At the risk of giving you whiplash as I record emotional states, I will share the ways He always helps me get my mind off myself and onto Him and others.
Last night my husband got done with a work meeting earlier than we thought and we met him at a Quik Trip and headed downtown together for the Lighting of the City Tree festivities. The lines were long and we only got in some face painting, but I was grateful the whole time. The boys’ joy at the lights, watching Dan carry Caleb on his back, listening to different conversations from the crowd surrounding us.
Then after we dropped Dan off at his truck in the QT parking lot, we noticed a man on the sidewalk hunched down. Being night time, the boys and I didn’t stop. But we prayed and asked God to help him on the frigid night. We asked for his physical needs to be met, but also his spiritual needs.
When we’d been home for about ten minutes and Dan still hadn’t shown up, I called to make sure his truck hadn’t gotten funky or something. He said he’d be there soon and explain when he got home.
He told us how another man had shown up near the first man we’d seen hunched over. Dan had sat in his truck praying without staring and asking what God would have him do. Then the second man walked up to his truck window and asked if he had anything to eat. Dan got out, went into Quick Trip, and got them sandwiches and Gatorade and granola bars. He also prayed over them out loud.
As he relayed the story to us, the boys and I smiled at each other in delight at how God had answered our prayers. With their Daddy. (I love this man.) As we prayed before bed, we asked for them and anyone else who doesn’t have a warm place to lay their head at night.
I thought of our Savior and His first night on Planet Earth.
I thought of all the people on the street this winter who could go to a shelter, but who also have had bad things happen to them there. So they choose a park bench.
I thought of the stories some of my seniors told me yesterday. Though they have a warm home, they have medical issues or family stuff or persistent pain.
I thought of how self-indulgent writing can be for me. And yet, maybe it can speak to others.
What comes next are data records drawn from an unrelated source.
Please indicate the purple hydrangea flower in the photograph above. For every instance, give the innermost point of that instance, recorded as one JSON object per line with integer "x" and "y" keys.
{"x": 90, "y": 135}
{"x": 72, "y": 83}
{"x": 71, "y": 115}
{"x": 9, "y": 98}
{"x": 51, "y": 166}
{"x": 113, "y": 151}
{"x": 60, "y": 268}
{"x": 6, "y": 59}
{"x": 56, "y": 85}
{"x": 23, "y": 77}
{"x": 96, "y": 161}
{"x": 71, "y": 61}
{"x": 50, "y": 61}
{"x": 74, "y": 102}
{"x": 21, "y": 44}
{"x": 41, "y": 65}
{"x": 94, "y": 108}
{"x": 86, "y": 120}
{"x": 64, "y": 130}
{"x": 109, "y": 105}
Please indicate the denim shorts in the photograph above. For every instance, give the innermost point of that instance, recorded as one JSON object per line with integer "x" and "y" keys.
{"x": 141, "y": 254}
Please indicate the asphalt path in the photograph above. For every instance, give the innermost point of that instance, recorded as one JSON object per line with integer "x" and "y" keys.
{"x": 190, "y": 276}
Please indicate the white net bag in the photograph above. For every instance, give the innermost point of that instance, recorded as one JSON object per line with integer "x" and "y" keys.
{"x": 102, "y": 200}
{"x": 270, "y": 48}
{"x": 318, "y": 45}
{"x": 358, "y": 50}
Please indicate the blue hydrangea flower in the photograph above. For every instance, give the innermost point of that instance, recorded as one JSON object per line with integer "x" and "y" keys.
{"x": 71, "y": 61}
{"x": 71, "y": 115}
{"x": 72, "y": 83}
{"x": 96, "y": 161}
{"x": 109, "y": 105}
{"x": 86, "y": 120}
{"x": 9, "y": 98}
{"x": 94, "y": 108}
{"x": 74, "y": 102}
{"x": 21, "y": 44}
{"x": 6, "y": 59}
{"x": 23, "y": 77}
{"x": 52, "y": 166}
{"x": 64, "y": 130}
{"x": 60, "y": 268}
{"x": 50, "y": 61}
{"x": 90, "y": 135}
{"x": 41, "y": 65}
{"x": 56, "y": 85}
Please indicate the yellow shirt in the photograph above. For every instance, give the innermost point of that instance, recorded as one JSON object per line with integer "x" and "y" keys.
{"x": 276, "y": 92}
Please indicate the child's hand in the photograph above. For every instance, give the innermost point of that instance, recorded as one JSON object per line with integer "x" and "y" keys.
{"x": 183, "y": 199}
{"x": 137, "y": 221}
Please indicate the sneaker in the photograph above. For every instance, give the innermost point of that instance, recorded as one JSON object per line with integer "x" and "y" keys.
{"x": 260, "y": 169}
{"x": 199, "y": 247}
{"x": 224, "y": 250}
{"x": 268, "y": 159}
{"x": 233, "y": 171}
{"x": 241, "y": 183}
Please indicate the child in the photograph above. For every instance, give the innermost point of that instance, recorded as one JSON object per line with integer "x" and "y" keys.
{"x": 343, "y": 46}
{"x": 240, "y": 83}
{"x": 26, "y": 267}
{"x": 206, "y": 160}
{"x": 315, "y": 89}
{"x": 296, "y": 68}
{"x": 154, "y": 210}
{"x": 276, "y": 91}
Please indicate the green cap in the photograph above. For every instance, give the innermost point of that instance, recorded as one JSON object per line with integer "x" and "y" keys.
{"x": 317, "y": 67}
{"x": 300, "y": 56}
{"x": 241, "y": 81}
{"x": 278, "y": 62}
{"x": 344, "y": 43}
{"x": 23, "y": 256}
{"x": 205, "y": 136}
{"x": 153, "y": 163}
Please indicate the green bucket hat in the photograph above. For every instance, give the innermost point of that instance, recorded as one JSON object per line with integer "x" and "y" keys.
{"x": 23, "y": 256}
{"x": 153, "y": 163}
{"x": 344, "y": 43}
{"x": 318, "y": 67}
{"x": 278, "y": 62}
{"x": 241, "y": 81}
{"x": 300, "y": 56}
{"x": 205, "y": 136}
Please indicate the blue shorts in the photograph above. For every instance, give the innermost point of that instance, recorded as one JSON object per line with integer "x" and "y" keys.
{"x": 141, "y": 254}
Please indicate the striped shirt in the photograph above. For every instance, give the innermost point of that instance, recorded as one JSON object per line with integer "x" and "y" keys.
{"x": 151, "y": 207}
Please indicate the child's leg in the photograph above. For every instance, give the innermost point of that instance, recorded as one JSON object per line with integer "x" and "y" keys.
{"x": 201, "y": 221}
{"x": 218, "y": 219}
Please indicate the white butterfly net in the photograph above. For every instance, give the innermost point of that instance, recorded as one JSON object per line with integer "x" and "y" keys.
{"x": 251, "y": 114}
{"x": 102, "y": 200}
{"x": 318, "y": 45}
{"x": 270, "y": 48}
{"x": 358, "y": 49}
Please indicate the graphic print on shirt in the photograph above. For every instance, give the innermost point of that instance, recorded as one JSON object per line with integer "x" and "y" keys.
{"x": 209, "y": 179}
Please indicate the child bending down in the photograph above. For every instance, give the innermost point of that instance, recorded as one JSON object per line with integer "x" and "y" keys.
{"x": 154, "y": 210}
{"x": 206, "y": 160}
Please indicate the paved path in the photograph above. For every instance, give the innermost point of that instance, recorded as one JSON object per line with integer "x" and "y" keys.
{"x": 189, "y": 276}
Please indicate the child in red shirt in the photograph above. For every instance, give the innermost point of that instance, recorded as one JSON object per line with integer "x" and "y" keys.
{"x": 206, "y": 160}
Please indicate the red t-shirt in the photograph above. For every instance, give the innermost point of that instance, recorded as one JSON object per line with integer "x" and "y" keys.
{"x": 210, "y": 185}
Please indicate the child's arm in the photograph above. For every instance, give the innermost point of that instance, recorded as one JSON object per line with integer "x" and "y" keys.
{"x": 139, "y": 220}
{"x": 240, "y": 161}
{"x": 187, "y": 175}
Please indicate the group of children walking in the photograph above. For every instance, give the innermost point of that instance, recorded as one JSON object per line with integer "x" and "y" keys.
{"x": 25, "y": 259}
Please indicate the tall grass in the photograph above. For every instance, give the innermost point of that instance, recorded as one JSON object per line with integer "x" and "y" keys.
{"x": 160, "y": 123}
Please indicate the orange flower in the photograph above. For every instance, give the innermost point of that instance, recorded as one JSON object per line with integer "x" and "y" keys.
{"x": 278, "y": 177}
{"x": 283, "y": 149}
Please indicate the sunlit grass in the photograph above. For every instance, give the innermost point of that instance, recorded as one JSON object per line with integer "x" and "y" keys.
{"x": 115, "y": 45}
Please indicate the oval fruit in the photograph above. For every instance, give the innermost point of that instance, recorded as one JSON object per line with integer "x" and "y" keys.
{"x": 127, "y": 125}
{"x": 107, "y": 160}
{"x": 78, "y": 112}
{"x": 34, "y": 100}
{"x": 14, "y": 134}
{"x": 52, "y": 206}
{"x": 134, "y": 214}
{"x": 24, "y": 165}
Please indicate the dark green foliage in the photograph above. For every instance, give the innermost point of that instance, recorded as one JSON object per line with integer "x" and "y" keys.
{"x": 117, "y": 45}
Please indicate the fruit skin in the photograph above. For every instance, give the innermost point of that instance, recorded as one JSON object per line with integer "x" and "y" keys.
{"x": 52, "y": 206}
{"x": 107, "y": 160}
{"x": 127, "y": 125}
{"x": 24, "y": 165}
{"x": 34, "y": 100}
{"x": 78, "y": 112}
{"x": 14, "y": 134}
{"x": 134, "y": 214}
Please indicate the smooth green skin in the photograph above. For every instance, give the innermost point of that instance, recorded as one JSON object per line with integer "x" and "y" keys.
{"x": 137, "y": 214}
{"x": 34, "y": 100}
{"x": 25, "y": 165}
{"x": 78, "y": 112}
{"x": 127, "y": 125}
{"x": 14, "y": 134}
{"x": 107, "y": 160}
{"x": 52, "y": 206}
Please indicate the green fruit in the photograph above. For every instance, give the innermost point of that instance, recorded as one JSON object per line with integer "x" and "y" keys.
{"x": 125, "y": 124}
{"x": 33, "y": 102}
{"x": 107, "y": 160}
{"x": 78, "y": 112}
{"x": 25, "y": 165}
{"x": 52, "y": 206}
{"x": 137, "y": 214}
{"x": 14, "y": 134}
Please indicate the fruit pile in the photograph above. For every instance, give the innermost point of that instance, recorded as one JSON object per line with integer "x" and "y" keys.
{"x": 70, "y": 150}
My Word this morning was Psalm 30. In particular:
For His anger lasts only a moment,
But His favor lasts a lifetime;
Weeping may remain for a night,
But rejoicing comes in the morning.
It always comes, doesn’t it? It comes through a friend needing my help with carpool this morning, making me grateful to serve and not always being the one needing carpool help. It comes through three sweet, sweet boys in the back of the car giggling over Santa Duck and asking good questions about life. It comes through getting to hang with my boy today and read and see friends and serve my family.
Life is hard.
But isn’t that what this season is about? That the One Who made it all beautiful chose to step into the mess we made of it and relate. He can relate. He totally gets me. Yes, He responded perfectly every single time. And I rarely do. Especially initially. But He can relate. He can say “I know” with perfect authenticity and yet without any enabling.
He can tilt my chin up and your chin up and two men’s chins up once again and help us fix our eyes on Him.
He really does get it.
And He really does transcend it.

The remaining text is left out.